I didn’t fear the death penalty. I don’t have any fear of death. I’ve seen enough of it to know. It’s peaceful. It’s like a sleep. I didn’t want to die, but if they killed me, I wouldn’t have squirmed. The hostility that made me kill is the same hostility that society turned on me and I feel very sorry for them. Believe me, I lived it and it’s not worth it. Love is more important than hostility. I love Charlie Zatrepalek, I love Spiffy Simmons. I love Ed O’Donnell and all those people who took me to court and tried me. I love them and I understand them. But they don’t understand me and it’s so simple. All they’ve got to do to understand me is, just once, to know themselves.

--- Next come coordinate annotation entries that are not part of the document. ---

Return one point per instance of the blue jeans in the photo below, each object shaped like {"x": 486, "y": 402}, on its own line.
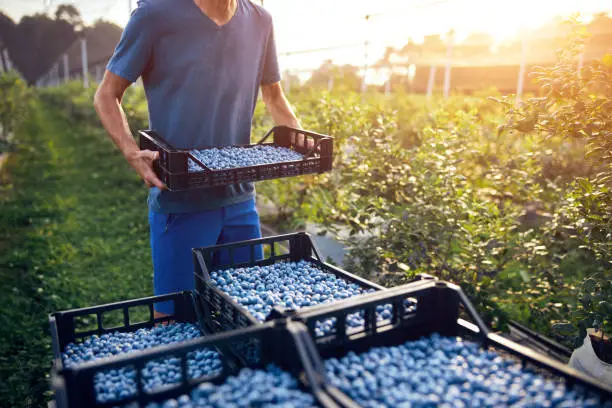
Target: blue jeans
{"x": 174, "y": 235}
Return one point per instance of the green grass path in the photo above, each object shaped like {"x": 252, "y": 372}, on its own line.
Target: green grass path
{"x": 73, "y": 233}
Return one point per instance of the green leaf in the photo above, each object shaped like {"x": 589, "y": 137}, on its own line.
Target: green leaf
{"x": 403, "y": 266}
{"x": 564, "y": 329}
{"x": 589, "y": 285}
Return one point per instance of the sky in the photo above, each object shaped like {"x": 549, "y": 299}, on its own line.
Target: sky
{"x": 315, "y": 24}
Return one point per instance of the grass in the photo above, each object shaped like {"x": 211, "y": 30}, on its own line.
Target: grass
{"x": 73, "y": 233}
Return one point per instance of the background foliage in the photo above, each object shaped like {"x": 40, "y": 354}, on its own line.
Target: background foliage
{"x": 512, "y": 202}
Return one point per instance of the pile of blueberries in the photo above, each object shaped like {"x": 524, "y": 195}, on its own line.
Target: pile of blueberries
{"x": 250, "y": 388}
{"x": 115, "y": 384}
{"x": 231, "y": 157}
{"x": 446, "y": 372}
{"x": 291, "y": 285}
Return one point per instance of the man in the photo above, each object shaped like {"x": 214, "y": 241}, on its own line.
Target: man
{"x": 202, "y": 63}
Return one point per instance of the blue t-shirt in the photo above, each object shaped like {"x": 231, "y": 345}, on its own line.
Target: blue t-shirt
{"x": 201, "y": 83}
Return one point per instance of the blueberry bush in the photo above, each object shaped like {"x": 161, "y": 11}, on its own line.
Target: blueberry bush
{"x": 512, "y": 202}
{"x": 15, "y": 98}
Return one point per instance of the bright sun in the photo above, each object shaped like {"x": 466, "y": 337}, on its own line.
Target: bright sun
{"x": 303, "y": 25}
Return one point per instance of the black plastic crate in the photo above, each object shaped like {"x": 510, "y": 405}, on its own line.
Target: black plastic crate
{"x": 441, "y": 308}
{"x": 65, "y": 330}
{"x": 219, "y": 311}
{"x": 173, "y": 164}
{"x": 284, "y": 343}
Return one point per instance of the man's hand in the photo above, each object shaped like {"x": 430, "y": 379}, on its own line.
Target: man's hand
{"x": 278, "y": 106}
{"x": 142, "y": 162}
{"x": 107, "y": 102}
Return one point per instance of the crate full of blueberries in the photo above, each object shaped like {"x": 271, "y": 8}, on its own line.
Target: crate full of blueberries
{"x": 435, "y": 351}
{"x": 282, "y": 152}
{"x": 234, "y": 289}
{"x": 91, "y": 337}
{"x": 280, "y": 368}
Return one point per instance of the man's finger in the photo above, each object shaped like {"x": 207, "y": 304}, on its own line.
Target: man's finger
{"x": 152, "y": 180}
{"x": 149, "y": 154}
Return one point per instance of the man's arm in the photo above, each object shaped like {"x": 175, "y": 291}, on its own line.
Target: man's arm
{"x": 278, "y": 105}
{"x": 107, "y": 102}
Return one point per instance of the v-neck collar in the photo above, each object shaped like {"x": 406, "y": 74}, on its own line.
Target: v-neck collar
{"x": 210, "y": 20}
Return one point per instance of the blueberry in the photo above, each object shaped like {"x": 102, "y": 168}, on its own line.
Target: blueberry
{"x": 234, "y": 157}
{"x": 112, "y": 385}
{"x": 292, "y": 285}
{"x": 441, "y": 371}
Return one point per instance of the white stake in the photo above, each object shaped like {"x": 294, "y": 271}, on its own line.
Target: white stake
{"x": 449, "y": 62}
{"x": 9, "y": 65}
{"x": 84, "y": 62}
{"x": 431, "y": 81}
{"x": 521, "y": 78}
{"x": 66, "y": 68}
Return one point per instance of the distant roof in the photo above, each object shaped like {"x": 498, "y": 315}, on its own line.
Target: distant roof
{"x": 102, "y": 39}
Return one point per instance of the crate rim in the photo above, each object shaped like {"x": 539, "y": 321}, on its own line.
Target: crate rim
{"x": 484, "y": 336}
{"x": 148, "y": 133}
{"x": 317, "y": 383}
{"x": 120, "y": 303}
{"x": 282, "y": 237}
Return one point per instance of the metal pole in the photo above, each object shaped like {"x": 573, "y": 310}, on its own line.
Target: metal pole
{"x": 449, "y": 62}
{"x": 388, "y": 82}
{"x": 521, "y": 78}
{"x": 66, "y": 68}
{"x": 431, "y": 81}
{"x": 287, "y": 81}
{"x": 364, "y": 86}
{"x": 84, "y": 62}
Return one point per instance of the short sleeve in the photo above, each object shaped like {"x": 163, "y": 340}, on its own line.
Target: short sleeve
{"x": 271, "y": 71}
{"x": 134, "y": 51}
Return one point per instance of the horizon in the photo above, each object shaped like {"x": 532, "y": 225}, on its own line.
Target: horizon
{"x": 391, "y": 24}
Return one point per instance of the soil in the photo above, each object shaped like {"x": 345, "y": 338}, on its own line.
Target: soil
{"x": 603, "y": 348}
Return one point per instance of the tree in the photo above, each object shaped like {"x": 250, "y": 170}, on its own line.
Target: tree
{"x": 343, "y": 76}
{"x": 7, "y": 32}
{"x": 37, "y": 41}
{"x": 70, "y": 14}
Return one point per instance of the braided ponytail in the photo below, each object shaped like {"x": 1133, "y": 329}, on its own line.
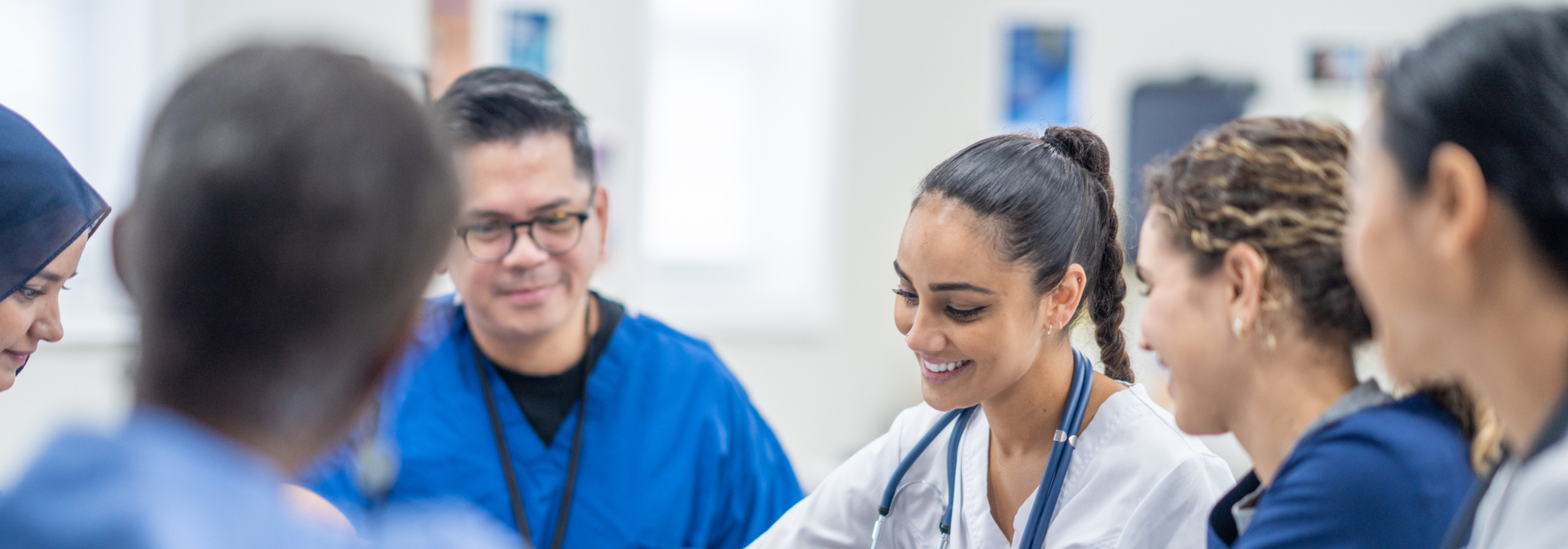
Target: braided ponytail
{"x": 1054, "y": 205}
{"x": 1106, "y": 288}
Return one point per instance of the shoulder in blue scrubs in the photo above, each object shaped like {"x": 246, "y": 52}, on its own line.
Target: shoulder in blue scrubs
{"x": 673, "y": 454}
{"x": 1390, "y": 474}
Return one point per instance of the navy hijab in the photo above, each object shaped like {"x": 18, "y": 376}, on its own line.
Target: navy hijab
{"x": 45, "y": 205}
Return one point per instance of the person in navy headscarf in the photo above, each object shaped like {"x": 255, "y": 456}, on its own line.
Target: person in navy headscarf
{"x": 48, "y": 213}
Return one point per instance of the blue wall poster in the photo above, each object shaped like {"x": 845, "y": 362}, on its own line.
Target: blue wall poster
{"x": 529, "y": 42}
{"x": 1039, "y": 76}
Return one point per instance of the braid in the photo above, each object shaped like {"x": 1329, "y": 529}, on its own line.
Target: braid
{"x": 1108, "y": 289}
{"x": 1111, "y": 289}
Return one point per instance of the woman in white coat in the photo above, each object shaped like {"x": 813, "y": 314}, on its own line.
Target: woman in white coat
{"x": 1006, "y": 245}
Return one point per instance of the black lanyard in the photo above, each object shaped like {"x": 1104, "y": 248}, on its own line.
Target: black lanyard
{"x": 590, "y": 358}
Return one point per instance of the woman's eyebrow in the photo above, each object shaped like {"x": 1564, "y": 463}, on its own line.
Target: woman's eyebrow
{"x": 943, "y": 286}
{"x": 901, "y": 272}
{"x": 959, "y": 288}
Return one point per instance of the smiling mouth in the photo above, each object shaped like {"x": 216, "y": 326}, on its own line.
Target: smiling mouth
{"x": 940, "y": 368}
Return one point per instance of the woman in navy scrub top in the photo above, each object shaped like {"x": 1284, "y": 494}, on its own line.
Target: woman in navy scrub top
{"x": 1252, "y": 313}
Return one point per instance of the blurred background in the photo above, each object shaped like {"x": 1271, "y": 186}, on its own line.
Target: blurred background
{"x": 761, "y": 155}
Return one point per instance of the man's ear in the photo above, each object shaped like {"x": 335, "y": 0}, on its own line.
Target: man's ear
{"x": 601, "y": 211}
{"x": 1459, "y": 202}
{"x": 1244, "y": 271}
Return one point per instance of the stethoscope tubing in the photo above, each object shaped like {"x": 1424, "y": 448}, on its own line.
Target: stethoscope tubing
{"x": 1061, "y": 456}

Some people thought I’d be sorry I confessed if I got the electric chair. They were wrong. I never would have changed my mind. I never will. It was the right thing to do, the right thing for people like Tammy and Mark, and God knows how many others who would be dead if I stayed free. It was the right thing for me.

I wasn’t going to go in there and beg them not to kill me. I kidnapped fifteen people and I killed four of them. If they decided to kill me, great! I would have walked in there and sat down in the electric chair like I was going to dinner. There is no justice. I hate the system. I despise it. I have no respect for it and never will, as long as I live. If I ever do, that’s when I’ll be insane.

A few months after sentencing Robert Carr was transferred from the prison system to a mental hospital for the treatment he said he had sought so long.

A year after his arrival, hospital officials announced they had done all they could to help Carr. He had threatened the lives of staff members and persons outside the hospital and failed to attend therapy sessions. Doctors concluded that “his interest in the treatment program seems to be primarily to stay out of prison.”

As officials debated the site of his future confinement, Carr was caught with wire cutters, pliers, money, a small crowbar and a supply of food in his possession. Shortly after, he was transferred from the hospital back to Florida State Prison, where he remains in maximum security.